Introduction

Baseplate stability and alignment are associated with clinical outcomes after reverse shoulder arthroplasty (RSA)1,2. Poor positioning of the baseplate leads to various complications in RSA3,4,5,6,7,8,9. Failure of the glenoid component due to instability and loosening is the most common complication requiring revision2. Excessive version or inclination of the glenoid component can lead to micromotion and stress concentration that results in bone resorption and loosening4,5,6. In addition, excessive reaming of the glenoid sacrifices supportive subchondral bone to correct glenoid alignment, which causes subsidence of the component10.

Computer-assisted surgical technology, including three-dimensional (3D) planning software, patient-specific instrument (PSI) guides and a navigation system have been developed to improve the accuracy of glenoid component placement in shoulder arthroplasty11,12,13,14,15. Pre-operative planning software enables selection and positioning of a desired size of glenoid component to ensure baseplate backside support.
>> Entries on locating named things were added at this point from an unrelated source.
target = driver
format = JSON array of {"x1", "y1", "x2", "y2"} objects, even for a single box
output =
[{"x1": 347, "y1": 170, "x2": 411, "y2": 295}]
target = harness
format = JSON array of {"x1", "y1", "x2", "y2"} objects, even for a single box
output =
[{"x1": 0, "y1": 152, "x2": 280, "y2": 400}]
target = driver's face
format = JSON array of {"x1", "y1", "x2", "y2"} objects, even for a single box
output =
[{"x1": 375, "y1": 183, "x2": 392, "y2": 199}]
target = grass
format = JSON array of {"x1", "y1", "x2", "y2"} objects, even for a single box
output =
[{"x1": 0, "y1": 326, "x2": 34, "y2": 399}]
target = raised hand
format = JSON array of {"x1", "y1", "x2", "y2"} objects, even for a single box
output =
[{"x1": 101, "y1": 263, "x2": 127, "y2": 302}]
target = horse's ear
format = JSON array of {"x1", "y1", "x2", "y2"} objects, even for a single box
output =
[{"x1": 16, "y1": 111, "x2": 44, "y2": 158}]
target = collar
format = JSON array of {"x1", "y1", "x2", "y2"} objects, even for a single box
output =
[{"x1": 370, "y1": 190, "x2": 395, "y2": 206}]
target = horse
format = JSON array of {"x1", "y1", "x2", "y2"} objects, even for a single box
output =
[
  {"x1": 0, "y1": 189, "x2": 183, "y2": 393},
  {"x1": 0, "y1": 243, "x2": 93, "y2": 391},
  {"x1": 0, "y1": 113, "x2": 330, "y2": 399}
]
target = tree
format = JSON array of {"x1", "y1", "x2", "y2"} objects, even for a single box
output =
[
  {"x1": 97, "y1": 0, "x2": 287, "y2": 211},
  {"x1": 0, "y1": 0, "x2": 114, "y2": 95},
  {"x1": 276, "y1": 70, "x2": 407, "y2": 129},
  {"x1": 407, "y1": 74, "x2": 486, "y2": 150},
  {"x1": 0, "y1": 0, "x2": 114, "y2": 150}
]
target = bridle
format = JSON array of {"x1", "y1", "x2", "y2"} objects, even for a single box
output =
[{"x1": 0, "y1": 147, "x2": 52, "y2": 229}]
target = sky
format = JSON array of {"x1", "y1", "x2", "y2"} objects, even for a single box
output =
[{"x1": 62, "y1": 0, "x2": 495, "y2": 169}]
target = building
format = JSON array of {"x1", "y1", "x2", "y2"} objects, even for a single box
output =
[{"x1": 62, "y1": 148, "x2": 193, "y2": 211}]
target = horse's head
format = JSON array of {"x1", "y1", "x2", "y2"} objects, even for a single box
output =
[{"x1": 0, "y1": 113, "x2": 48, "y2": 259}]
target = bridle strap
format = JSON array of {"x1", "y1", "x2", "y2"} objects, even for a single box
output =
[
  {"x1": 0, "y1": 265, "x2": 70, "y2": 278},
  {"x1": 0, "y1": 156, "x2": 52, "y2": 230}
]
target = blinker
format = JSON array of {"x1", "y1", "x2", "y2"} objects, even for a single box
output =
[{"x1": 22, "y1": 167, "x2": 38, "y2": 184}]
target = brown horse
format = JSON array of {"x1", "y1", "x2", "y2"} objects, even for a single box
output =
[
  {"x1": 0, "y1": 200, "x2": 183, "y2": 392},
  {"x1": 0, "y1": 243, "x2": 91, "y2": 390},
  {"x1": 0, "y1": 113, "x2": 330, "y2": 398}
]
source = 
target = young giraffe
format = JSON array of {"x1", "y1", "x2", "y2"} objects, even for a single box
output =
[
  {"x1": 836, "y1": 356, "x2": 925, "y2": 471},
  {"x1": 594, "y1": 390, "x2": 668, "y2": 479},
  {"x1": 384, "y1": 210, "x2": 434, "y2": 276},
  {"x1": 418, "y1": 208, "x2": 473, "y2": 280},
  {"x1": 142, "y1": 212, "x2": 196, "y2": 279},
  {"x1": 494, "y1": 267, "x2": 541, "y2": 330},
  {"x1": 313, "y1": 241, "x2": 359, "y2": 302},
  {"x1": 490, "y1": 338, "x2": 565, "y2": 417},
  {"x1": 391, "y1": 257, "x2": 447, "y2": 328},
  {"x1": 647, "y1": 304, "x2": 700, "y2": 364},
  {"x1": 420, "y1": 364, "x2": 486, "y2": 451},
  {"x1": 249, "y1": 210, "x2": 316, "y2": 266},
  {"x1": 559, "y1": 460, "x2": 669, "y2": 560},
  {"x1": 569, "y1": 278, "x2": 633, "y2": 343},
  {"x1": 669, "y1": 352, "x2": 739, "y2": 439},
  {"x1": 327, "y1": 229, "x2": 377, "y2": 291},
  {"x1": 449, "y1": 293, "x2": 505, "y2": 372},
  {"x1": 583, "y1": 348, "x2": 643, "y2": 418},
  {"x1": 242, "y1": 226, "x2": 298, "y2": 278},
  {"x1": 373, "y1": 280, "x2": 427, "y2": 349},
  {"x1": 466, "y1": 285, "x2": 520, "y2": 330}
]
PSI guides and navigation systems have become widely used for placement of the glenoid component as planned pre-operatively11,13. Furthermore, use of a navigation system enables real-time visualization of screw direction as well as baseplate alignment.

The purpose of this study was to clarify the accuracy and precision to execute the surgical plan of the baseplate placement in RSA with the navigation system and pre-operative planning software compared to RSA with conventional instrumentation. We hypothesized that (1) pre-operative planning software would enable the selection of proper type of baseplates and thus increase the number of augmented baseplates used, and (2) the navigation system would enable placement of the baseplate component as planned, and the insertion of longer screws for baseplate fixation.

Materials and methods

Study design

This retrospective study included 71 patients who underwent RSA for treatment of cuff tear arthropathy and irreparable rotator cuff tear between November 2017 and October 2020. Of these, RSA with the conventional method was planned in 32 shoulders (conventional RSA) and that with the navigation method was planned in 39 shoulders (navigated RSA). Four shoulders in the navigated RSA group were changed to the conventional method (navigation error, n = 2; coracoid tracker loosening, n = 2). Both were not able to register points on the coracoid and glenoid correctly. It is avoidable because these were considered to be technical errors in initial cases. Five shoulders in the conventional RSA group and 2 shoulders in the navigated RSA group were lost to follow-up and excluded from the study. A final total of 31 shoulders in the conventional RSA group and 33 shoulders in the navigated RSA group were analysed.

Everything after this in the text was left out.